DB Version: "Oracle Database 19c Enterprise Edition Release 19.0.0.0.0 - Production
Version 19.15.0.0.0"
We are trying to implement a check that verifies that queued messages on an oracle AQ are dequeued within an acceptable time (through a connection with IBM MQ, using the oracle MGW, although that is irrelevant for this question). Because we have numerous queues to monitor, rather than checking the content of each queue table dynamically, we wrote a query that uses the statistics in V$AQ.
However, we're running into an issue with these statistics, and I'm wondering if anyone has seen this behaviour before or can explain it.
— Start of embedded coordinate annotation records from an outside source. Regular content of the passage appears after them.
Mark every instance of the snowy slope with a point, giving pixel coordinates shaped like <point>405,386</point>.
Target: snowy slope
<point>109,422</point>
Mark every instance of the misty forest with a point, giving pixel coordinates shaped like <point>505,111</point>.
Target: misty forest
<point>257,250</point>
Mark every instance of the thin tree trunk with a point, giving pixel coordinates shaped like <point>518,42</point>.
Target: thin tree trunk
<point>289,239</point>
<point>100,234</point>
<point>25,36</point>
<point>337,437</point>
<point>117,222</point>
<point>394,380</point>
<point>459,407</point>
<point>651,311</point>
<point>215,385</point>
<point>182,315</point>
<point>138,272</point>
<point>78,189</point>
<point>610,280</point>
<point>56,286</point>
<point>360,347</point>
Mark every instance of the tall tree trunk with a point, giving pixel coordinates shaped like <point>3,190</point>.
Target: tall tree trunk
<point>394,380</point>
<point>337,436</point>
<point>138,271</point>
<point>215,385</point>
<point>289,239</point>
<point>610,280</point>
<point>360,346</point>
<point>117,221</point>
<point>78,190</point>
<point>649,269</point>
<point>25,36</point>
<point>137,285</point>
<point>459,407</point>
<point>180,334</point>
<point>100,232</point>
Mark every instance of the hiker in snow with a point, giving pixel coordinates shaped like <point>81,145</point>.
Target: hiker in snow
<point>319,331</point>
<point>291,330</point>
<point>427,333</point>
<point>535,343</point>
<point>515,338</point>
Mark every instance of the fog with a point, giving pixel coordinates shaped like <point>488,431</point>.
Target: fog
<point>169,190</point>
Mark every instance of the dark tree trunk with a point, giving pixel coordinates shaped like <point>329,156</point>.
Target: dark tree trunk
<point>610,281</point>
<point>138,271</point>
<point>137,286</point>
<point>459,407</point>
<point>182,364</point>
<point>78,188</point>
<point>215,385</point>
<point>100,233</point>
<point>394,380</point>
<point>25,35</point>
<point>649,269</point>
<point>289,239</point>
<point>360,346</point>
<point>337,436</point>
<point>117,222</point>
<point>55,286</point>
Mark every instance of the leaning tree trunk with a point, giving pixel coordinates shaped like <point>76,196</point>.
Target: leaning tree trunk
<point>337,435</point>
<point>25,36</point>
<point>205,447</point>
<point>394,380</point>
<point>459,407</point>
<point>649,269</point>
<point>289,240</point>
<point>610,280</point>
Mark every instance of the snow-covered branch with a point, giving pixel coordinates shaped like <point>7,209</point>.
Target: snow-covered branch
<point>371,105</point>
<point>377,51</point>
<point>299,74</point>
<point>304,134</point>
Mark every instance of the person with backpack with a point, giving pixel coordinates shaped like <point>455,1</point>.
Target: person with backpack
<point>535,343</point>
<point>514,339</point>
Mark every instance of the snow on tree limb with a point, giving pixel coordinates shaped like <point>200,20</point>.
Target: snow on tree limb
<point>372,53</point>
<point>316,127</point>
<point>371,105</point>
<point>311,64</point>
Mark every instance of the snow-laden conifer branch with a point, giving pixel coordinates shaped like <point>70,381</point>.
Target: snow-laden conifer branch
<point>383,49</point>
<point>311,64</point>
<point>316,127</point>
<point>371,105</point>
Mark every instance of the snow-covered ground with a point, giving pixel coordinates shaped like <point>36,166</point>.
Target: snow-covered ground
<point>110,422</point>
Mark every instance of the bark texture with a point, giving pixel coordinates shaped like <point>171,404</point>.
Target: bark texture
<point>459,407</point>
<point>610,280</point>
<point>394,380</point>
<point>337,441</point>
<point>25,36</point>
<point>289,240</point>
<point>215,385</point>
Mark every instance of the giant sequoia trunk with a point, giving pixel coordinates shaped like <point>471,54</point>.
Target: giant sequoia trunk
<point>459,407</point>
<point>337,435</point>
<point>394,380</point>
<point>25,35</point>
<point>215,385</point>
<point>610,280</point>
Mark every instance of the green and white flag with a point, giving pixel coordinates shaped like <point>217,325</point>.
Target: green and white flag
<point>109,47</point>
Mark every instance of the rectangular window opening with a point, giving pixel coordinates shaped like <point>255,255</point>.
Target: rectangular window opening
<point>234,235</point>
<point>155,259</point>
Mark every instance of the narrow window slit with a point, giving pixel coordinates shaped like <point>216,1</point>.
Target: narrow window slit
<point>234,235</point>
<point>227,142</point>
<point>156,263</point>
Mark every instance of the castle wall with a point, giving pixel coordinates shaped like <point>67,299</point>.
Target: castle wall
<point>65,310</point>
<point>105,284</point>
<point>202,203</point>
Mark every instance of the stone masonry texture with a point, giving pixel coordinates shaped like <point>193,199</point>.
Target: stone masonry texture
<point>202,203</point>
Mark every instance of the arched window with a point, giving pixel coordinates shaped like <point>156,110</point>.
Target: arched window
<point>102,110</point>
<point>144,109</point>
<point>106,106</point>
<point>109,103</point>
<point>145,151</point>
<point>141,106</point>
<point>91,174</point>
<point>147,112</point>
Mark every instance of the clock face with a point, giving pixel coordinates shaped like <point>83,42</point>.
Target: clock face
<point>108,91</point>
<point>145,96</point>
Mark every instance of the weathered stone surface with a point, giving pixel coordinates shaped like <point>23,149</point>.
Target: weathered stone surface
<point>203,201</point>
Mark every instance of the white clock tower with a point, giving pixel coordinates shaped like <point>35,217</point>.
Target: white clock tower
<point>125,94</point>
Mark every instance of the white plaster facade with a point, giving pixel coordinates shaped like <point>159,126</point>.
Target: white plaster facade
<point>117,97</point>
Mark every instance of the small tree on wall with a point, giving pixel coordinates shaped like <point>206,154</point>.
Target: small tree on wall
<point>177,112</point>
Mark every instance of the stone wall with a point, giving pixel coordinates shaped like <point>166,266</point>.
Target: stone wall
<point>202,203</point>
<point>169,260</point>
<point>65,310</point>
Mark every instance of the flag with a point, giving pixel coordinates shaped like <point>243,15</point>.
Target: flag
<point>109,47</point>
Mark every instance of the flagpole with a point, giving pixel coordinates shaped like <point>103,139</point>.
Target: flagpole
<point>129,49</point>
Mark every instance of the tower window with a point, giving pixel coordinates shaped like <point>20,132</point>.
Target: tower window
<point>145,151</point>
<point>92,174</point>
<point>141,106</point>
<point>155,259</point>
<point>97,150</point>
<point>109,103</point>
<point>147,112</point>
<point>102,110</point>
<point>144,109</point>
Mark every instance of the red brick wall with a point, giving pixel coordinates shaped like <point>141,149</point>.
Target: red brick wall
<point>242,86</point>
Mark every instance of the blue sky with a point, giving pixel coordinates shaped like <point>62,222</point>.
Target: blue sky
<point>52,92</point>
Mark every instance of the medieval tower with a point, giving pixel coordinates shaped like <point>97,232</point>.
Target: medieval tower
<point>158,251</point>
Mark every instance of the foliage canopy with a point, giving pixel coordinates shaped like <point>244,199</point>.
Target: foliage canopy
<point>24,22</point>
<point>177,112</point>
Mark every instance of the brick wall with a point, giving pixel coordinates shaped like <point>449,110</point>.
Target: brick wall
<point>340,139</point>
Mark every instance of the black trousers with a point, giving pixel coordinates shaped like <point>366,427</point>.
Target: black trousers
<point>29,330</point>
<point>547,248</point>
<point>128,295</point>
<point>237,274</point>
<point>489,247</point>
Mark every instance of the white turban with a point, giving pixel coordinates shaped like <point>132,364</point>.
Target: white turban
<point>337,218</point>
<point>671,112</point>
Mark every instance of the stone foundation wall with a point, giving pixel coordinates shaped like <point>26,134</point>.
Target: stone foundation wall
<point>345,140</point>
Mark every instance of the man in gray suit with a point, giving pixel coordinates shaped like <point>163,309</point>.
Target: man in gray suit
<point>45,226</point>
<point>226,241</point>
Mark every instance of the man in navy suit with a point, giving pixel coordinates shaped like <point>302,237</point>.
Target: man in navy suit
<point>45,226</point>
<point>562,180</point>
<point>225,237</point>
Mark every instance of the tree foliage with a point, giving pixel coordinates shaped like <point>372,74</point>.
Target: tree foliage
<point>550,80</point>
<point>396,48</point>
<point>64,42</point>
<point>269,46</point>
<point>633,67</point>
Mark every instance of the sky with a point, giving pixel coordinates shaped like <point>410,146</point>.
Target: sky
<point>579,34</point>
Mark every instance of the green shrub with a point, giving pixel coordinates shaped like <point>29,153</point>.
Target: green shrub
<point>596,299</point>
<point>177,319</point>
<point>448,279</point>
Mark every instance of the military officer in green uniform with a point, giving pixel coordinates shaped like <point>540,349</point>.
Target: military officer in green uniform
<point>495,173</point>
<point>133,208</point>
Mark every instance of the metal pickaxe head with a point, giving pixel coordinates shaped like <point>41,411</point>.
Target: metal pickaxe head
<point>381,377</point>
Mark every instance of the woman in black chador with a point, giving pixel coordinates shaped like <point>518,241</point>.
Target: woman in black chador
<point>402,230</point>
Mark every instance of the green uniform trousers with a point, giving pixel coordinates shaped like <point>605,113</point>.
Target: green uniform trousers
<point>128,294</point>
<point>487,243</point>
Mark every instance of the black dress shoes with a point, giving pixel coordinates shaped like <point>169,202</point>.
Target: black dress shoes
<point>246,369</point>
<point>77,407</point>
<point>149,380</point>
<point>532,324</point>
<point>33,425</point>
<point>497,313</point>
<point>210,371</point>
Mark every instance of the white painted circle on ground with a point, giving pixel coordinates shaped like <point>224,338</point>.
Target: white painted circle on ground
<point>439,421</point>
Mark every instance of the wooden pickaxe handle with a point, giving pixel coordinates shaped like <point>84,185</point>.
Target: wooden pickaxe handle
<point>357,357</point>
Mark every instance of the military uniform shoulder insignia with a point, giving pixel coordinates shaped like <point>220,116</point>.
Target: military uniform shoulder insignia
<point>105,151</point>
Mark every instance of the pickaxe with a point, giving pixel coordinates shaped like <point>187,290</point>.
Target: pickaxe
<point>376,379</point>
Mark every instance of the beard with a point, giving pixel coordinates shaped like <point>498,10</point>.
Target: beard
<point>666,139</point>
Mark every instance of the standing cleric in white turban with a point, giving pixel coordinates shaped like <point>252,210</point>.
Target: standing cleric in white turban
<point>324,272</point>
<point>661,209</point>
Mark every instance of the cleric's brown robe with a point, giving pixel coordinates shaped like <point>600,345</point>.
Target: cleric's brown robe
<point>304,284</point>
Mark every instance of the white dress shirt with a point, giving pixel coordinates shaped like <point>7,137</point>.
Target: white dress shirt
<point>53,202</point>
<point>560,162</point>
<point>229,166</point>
At first, it all goes well, all 3 statistics columns (AVERAGE_MSG_AGE, TOTAL_WAIT, and AVERAGE_WAIT) show the number of seconds that the messages have been queued. But after dequeueing and adding a new message, both TOTAL_WAIT and AVERAGE_WAIT get a huge number that does not change anymore, while AVERAGE_MSG_AGE is quite large as well and counts seconds down (instead of up).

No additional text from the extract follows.